The South Korean government announced on Tuesday that it will additionally prepare 10 trillion won for the next year’s budget plan by restructuring its expenses. It intends to normalize the Moon Jae-in administration’s expansionary fiscal stance with four fiscal overhaul plans, including reducing projects with poor execution, merging and abolishing various funds, improving the allocation efficiency of educational resources for schools, and normalizing temporary spending for disease control. It forewarns a major shift in the current administration’s fiscal projects for next year’s budget plan by reducing or abolishing the South Korean New Deal and inclusive leading country transition initiatives.
Such a ‘budget diet’ is prompted by a sense of crisis that the national debt has reached a threshold due to stimulus checks for COVID-19 and welfare projects during the last few years. International credit rating agency Fitch Ratings expressed concerns that South Korea’s national debt can be a pressing factor on the country’s credit rating in the middle to long term. While the issue at hand is worrisome, the country is facing a structural crisis of accumulating an annual deficit of more than 100 trillion won by 2025. Welfare projects are snowballing and pressuring the country’s finances.
What’s problematic is that spending restructuring itself is not easy and that an astronomical amount of money is required to carry out pledges made by the next administration. Half of South Korea’s 600-trillion-won main budget is mandatory expenses. The discretionary expense could be reduced to an extent but a significant reduction is not feasible as it includes rigid expenses, such as national defense expenditure. In addition, it is concerning how to prepare funds necessary to carry out pledges made by President-elect Yoon Suk-yeol, such as basic pension for the elderly, soldiers’ pay raise, and support for small business owners, which requires the second revised supplementary budget of 50 trillion won. This is the result of arbitrarily expanding fiscal projects without clear criteria to determine financial input.
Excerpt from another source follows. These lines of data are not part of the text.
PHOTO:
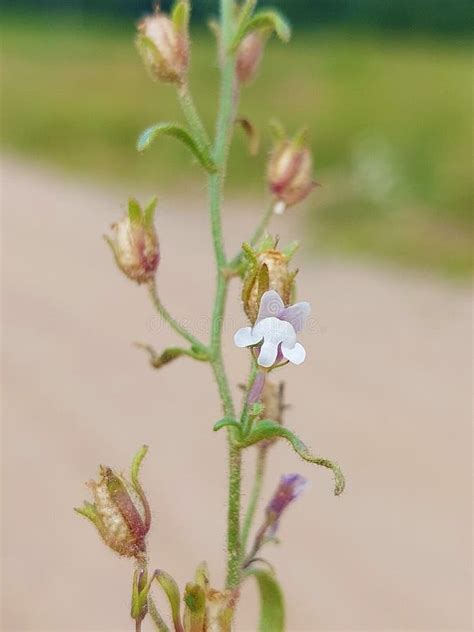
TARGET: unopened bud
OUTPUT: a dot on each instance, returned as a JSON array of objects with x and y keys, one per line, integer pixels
[
  {"x": 163, "y": 43},
  {"x": 269, "y": 272},
  {"x": 249, "y": 55},
  {"x": 219, "y": 610},
  {"x": 120, "y": 512},
  {"x": 135, "y": 243},
  {"x": 290, "y": 172}
]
Amid the situation where both internal and external crises are repeating, such practices will not resolve fiscal deficits and leave an excessive burden on the next generation. Only fiscal rules that limit national debt and fiscal deficits to certain levels will play the role of a safety valve to prevent irresponsible finance management and enable the flexible management of supplementary budgets. Thirty-four countries out of 36 OECD members have introduced fiscal rules, while South Korea has not even a year after such rules were submitted to the National Assembly at the end of 2020. It is only an empty word to call for fiscal normalization without minimum criteria to manage national finance.